[SERVER-2340] MapReduce finalize should be able to throw result row away Created: 10/Jan/11 Updated: 06/Dec/22 Resolved: 04/Feb/22 |
|
| Status: | Closed |
| Project: | Core Server |
| Component/s: | MapReduce |
| Affects Version/s: | None |
| Fix Version/s: | None |
| Type: | Improvement | Priority: | Trivial - P5 |
| Reporter: | Juho Mäkinen | Assignee: | Backlog - Query Optimization |
| Resolution: | Done | Votes: | 13 |
| Labels: | None | ||
| Remaining Estimate: | Not Specified | ||
| Time Spent: | Not Specified | ||
| Original Estimate: | Not Specified | ||
| Assigned Teams: |
Query Optimization
|
| Backwards Compatibility: | Minor Change |
| Participants: |
| Description |
|
I have a use case where I would like to throw away a result in finalize phase withing map reduce. AFAIK currently finalize can only modify the result object but not remove it completely. My use case consists a map reduce where I first emit { count : 1 }in map phase and then I sum the counts together in reduce phase. Then I would like to discard all results which count is less than some value and return only those which count is greater than my requirement. In practice the finalize will discard 99.99% of my results away so it would be much more efficient to do it there instead of manually iterating or querying the result temp collection. I propose that returning a null in finalize phase would discard the result. Currently all examples of the finalize function will return the result object, so implementing this would not change the current behavior. |
| Comments |
| Comment by Esha Bhargava [ 04/Feb/22 ] |
|
Closing these tickets as part of the deprecation of mapReduce. |
| Comment by Asya Kamsky [ 30/Aug/19 ] |
|
kostano@yahoo.com I recommend you reconsider using map-reduce for your use case and see if it's possible to do it in aggregation pipeline. We are moving away from support map-reduce and don't plan to add new functionality to it, in favor of enhancing aggregation pipeline so that it can do everything map-reduce can currently do (and much more).
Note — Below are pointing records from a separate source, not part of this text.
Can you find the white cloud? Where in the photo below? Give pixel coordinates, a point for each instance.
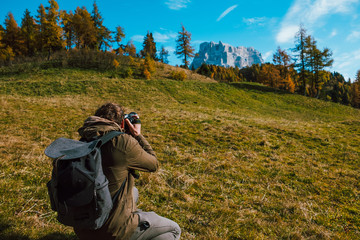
(353, 36)
(333, 33)
(226, 12)
(286, 33)
(347, 63)
(267, 55)
(310, 12)
(177, 4)
(256, 20)
(159, 37)
(137, 38)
Is there a reason you cannot use aggregation to perform the workflow you described?
|
| Comment by Kostyantyn Oliynyk [ 29/Aug/19 ] |
|
Hi everybody, I need this functionality also. This is my business case. I have small collection A ~ 0.5 mill documents which I need to populate with information stored in "lookup" collection B which is 80 mill documents. The challenge is complex mapping logic to match document in A with document in B. There is no way I can create index in B. My plan was to use map reduce - in map function for collection B create key (following complex logic, can be more then one document emitted, analogy of flat map for java streams) with required information in value and output to collection A so matched keys would be passed to reduce function. In reduce function add specific tag to a value so I could identify documents that was processed by reduce function. In finalize function I would return null so not required documents would be discarded. Another possibility would be add filter condition for map reduce result, same kind of approach like used for filtering mapping documents with query tag.
|
| Comment by Asya Kamsky [ 16/Jun/16 ] |
|
gargsatish0 aggregation pipeline can handle very complex conditionals (though not all, obviously) if there are missing functions then please be sure and add a new server ticket requesting new functionality for aggregation so that it can be the solution for your use case. |
| Comment by Satish Garg [ 11/Jun/16 ] |
|
Hi, Also, cannot use Aggregation pipeline as I need complex conditional projections to make, And, I can't do this application side as both source and resultant dataset is huge. Thanks, |
| Comment by Maziyar Panahi [ 26/May/15 ] |
|
I would also appreciate if it's possible to remove the key from the results at the finalize stage. One of the best things in finalize is to see if the results at the end meets our conditions. From millions of documents it will be reduced to couple of thousands which is a huge improvements on inserts and also further operations on the result_collection. If it was possible to use aggregation I would have definitely used it by now as I do for so many other things since it's faster, easier and more convenient but it is not as flexible as MR! Thanks, |
| Comment by Asya Kamsky [ 03/Nov/14 ] |
|
This is easily done if your MR can be done as aggregation pipeline (as original example can be)... |
| Comment by Jalmari Raippalinna [ 03/Nov/14 ] |
|
I need this feature in following use case: Due to performance requirements we are forced to use { inline: 1 }as output. We are reducing from huge data set to dataset that is over 16 megabytes (which is the BSON size limit), but 90% of data could be discarded on finalize by just returning null. Add option { discardNullOnFinalize: 1}if you are concerned that users might want to return null object with key still in result set. |
| Comment by Lalit Agarwal [ 11/Apr/13 ] |
|
I am also facing the same issue. Any updates on this improvement? |
| Comment by Antoine Girbal [ 17/Oct/11 ] |
|
we need to agree on feature 1st |
| Comment by auto [ 17/Oct/11 ] |
|
Author: {u'login': u'agirbal', u'name': u'agirbal', u'email': u'antoine@10gen.com'}Message: |
| Comment by auto [ 17/Oct/11 ] |
|
Author: {u'login': u'agirbal', u'name': u'agirbal', u'email': u'antoine@10gen.com'}Message: |
| Comment by Antoine Girbal [ 17/Oct/11 ] |
|
to use this feature, return null in finalize. |
| Comment by Juho Mäkinen [ 10/Jan/11 ] |
|
Example of a finalize function which would fit the use case: f = function (key, value) { else { return null; }} |